13.6 The Coefficient of Determination
Continuing the used car example, observe that the prices of the 15 cars are different, so we can quantity the variation among prices [latex]y_i[/latex] by looking at the distance between each observation and the mean, i.e., [latex](y_i - \bar{y})^2[/latex]. Therefore, the total variation of prices is calculated by [latex]SST = \sum_{i=1}^n (y_i - \bar{y})^2[/latex]. The term SST is called the total sum of squares. The prices of the 15 used cars are different; part of the reason is that their ages are different, so that means “age” explains some of the variation in “price”.
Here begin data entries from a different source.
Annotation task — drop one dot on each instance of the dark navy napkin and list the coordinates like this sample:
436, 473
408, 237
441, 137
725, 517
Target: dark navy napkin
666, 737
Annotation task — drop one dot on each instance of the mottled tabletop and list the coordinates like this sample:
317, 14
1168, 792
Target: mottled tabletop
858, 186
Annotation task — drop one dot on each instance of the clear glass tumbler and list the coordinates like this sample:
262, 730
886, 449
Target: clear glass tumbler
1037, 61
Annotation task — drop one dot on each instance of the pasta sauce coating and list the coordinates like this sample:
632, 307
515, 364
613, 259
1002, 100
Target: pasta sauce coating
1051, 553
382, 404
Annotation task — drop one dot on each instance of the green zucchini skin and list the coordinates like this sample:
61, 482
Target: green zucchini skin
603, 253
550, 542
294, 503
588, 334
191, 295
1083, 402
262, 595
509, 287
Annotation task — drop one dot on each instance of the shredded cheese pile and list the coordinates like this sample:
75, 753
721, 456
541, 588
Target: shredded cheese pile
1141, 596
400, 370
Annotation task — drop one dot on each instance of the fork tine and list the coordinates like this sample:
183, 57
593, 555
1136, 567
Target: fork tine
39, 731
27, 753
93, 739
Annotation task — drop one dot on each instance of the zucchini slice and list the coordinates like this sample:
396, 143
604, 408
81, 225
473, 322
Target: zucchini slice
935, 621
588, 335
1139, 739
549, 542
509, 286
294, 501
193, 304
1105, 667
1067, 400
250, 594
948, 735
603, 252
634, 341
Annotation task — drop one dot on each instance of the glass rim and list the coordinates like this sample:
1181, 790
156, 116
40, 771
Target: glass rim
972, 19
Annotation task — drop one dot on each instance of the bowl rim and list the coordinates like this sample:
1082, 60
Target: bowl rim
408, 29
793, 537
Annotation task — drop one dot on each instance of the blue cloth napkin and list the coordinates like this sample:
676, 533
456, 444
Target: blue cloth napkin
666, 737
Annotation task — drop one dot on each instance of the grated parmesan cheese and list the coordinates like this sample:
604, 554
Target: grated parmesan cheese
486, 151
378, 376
It can be shown that the total variation in the response [latex]y[/latex] (SST, which is the total sum of squares) can be decomposed into two parts: variation explained by predictor variable [latex]x[/latex] through the regression equation (SSR, which is the regression sum of squares) and the variation not explained by [latex]x[/latex] (SSE, which is the error sum of squares), i.e.,
[latex]\begin{aligned} SST & = \sum (y_i - \bar{y})^2 \\ & = \sum (y_i - \hat{y}_i + \hat{y}_i - \bar{y})^2 \\ & = \sum (y_i - \hat{y}_i)^2 + \sum (\hat{y}_i - \bar{y})^2 \\ & = SSE + SSR. \end{aligned}[/latex]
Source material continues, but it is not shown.